Jack Kerouac's Origins Explored In New Grolier Exhibition
Jack Kerouac, On the Road (New York: Signet, 1958)
Running Through Heaven: Visions of Jack Kerouac will explore the writer’s personal life from childhood to his death through more than 60 items from the collection of Grolier Club member Jacob Loewentheil.
Running March 5 – May 16 at The Grolier Club in New York, the exhibition will feature unpublished letters, unknown and unpublished manuscripts, Jack Kerouac’s copies of books that were important to his evolution as a writer, his own first editions of his best-known works, critical first editions, original drawings, classic and unknown photographs.
Highlights include:
- a self-portrait drawing in pencil from 1956 signed “Jean-Louis Kérouac” a year before the 1957 publication of On The Road
- letters to friends Ed White and Neal Cassady - in a 1950 letter to White, Kerouac writes “All I want to do is live well, love well, and write well,” and i a 1960 letter to Cassady Kerouac signs off with “By God we WILL end up 2 old bums in the alley!”
- a portrait of Kerouac's older brother Gerard, who died young, in a faux jeweled frame which Kerouac carried with him as he moved around the country, and a typed first draft of Visions of Gerard (c. late 1940s) portraying Gerard as a saintly, formative figure
- photographs including a 1930s image of Kerouac at football practice in Lowell, MA, and a 1957 snapshot by Allen Ginsberg of Kerouac holding William S. Burroughs’ cat in Tangiers
- paperback copies of Kerouac books adorned with pulp-style covers and sensational marketing copy, including the 1958 Signet paperback edition of On The Road describing it as “the explosive bestseller that tells all about today’s wild youth and their frenetic search for Experience and Sensation”

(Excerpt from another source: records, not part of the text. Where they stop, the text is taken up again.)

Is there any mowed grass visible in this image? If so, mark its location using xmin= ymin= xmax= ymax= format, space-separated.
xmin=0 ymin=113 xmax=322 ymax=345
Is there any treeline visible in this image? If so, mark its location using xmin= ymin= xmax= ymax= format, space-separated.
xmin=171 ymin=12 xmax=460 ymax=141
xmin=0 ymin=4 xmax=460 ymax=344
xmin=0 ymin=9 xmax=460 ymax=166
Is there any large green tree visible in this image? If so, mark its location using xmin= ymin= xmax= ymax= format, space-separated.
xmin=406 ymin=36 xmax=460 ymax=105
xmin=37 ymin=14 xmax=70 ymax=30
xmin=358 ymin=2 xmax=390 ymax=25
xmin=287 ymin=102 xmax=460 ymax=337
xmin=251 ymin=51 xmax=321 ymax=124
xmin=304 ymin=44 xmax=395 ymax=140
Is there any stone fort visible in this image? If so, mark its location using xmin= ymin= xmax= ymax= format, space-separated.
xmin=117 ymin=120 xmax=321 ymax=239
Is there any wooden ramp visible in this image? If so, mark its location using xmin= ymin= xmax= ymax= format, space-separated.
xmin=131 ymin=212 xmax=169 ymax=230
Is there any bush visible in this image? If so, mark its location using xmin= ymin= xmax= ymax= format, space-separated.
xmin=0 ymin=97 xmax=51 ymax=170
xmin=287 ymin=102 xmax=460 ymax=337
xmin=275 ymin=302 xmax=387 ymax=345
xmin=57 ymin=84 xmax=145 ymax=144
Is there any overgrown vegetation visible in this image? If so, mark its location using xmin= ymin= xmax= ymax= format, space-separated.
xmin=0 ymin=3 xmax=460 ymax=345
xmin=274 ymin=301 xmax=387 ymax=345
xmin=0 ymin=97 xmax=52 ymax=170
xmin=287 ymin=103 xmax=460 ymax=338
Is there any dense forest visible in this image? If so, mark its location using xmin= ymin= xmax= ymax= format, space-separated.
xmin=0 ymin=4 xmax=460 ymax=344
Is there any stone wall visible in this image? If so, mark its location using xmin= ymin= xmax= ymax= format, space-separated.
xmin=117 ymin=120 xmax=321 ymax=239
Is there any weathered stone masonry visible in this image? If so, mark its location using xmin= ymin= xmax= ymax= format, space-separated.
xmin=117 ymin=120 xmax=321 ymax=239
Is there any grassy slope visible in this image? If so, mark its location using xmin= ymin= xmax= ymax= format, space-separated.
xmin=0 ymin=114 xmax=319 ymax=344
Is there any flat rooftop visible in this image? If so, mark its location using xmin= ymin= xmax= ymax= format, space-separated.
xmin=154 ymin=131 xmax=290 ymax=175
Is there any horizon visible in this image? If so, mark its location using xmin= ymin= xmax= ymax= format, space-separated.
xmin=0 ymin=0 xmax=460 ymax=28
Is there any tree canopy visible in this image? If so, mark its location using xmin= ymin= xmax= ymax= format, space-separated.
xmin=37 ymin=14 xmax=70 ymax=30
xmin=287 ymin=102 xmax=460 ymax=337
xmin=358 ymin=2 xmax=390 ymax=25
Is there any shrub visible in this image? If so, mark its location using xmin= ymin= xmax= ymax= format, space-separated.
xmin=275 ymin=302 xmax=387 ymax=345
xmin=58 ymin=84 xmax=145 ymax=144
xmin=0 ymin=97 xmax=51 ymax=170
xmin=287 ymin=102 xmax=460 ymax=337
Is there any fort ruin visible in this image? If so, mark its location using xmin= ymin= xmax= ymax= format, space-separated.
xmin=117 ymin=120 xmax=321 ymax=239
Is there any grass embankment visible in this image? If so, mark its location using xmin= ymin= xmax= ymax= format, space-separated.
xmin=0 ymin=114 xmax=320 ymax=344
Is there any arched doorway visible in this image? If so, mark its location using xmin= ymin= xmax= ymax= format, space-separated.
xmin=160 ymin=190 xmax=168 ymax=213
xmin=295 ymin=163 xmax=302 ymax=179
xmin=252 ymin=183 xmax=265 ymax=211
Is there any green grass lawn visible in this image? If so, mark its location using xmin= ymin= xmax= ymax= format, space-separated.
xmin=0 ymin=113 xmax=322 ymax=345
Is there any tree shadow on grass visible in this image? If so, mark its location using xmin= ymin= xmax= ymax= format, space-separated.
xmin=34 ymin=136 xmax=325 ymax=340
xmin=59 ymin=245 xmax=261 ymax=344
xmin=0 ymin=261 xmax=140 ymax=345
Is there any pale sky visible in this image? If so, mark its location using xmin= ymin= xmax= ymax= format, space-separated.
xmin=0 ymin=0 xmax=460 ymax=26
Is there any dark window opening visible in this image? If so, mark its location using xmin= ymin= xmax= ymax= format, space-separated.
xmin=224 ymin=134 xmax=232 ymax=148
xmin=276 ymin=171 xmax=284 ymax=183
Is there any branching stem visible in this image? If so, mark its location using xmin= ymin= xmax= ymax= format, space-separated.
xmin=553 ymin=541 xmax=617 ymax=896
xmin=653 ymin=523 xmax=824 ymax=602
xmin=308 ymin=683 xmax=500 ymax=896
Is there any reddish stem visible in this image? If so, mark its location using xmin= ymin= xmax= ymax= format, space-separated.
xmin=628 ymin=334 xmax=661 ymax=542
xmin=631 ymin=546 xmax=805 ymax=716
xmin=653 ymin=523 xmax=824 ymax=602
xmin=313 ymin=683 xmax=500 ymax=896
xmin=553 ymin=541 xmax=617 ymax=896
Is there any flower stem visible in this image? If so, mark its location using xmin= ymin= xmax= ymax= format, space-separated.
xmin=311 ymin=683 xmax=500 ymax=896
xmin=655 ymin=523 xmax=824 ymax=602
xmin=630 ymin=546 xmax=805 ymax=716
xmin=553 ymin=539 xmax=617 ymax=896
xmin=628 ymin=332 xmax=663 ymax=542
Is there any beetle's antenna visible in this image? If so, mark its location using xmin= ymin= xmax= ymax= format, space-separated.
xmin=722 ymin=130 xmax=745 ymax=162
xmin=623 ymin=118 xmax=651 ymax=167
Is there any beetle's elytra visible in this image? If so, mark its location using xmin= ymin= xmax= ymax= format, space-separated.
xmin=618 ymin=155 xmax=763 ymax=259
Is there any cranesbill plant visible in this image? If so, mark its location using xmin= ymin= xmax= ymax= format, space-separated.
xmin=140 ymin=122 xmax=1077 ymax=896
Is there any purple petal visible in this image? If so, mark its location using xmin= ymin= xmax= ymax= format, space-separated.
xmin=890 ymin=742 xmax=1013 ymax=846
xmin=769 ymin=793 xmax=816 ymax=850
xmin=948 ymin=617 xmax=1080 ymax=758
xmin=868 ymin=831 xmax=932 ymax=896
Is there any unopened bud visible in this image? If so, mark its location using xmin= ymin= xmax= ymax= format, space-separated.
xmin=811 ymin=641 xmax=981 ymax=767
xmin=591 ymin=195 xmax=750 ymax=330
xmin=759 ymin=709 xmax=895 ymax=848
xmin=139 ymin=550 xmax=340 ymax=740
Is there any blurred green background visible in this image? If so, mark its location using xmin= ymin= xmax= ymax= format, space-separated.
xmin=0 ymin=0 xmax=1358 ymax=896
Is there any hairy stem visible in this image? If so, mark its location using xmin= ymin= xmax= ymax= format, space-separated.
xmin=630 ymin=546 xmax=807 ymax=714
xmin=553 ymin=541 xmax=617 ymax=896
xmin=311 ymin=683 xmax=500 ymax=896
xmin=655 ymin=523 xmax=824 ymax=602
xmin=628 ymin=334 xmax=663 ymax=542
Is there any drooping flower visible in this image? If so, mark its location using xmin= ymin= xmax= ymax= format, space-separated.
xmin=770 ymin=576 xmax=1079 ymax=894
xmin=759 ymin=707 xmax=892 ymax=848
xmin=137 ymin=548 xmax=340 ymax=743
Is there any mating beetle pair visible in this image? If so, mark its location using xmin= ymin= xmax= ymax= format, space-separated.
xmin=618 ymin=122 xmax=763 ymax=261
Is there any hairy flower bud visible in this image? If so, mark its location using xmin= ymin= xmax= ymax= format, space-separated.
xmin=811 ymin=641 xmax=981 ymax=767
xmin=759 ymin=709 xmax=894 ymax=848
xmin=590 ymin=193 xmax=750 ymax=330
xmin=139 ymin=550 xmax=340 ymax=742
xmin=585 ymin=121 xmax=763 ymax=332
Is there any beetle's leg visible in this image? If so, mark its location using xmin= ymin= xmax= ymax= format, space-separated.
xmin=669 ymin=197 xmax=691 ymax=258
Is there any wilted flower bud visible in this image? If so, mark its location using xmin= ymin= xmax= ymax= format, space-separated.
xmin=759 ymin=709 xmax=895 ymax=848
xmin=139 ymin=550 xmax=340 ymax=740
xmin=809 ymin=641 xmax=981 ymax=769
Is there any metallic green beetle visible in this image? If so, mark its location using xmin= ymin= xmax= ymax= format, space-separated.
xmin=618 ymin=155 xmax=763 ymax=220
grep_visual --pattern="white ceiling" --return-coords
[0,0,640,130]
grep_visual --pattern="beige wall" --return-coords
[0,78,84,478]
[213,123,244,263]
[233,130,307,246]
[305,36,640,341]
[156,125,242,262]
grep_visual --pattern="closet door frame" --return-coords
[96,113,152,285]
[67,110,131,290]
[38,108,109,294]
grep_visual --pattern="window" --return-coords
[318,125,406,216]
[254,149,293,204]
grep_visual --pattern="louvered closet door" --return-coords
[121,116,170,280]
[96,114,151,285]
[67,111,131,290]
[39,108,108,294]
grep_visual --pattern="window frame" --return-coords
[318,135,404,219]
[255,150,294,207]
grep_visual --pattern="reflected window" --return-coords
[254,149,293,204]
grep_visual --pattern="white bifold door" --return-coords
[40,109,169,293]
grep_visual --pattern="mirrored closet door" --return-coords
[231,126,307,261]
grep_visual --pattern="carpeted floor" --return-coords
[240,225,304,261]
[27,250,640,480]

“There was a tension between Kerouac’s public and private personae: the hype and the human,” said Loewentheil. “This exhibition shows a more vulnerable, reflective Kerouac, one concerned with friendships, family, and faith. The lives of Kerouac and his circle of friends weren’t myths, but rather messy and very real, unfolding in public. The exhibition offers not just a portrait of a literary icon, but is a chance for meditation on the enduring human desire to connect, to create, and to make sense of a world that rarely stands still. The works on view invite us to consider not just how a writer saw the world, but how he tried, imperfectly and urgently, to live in it.”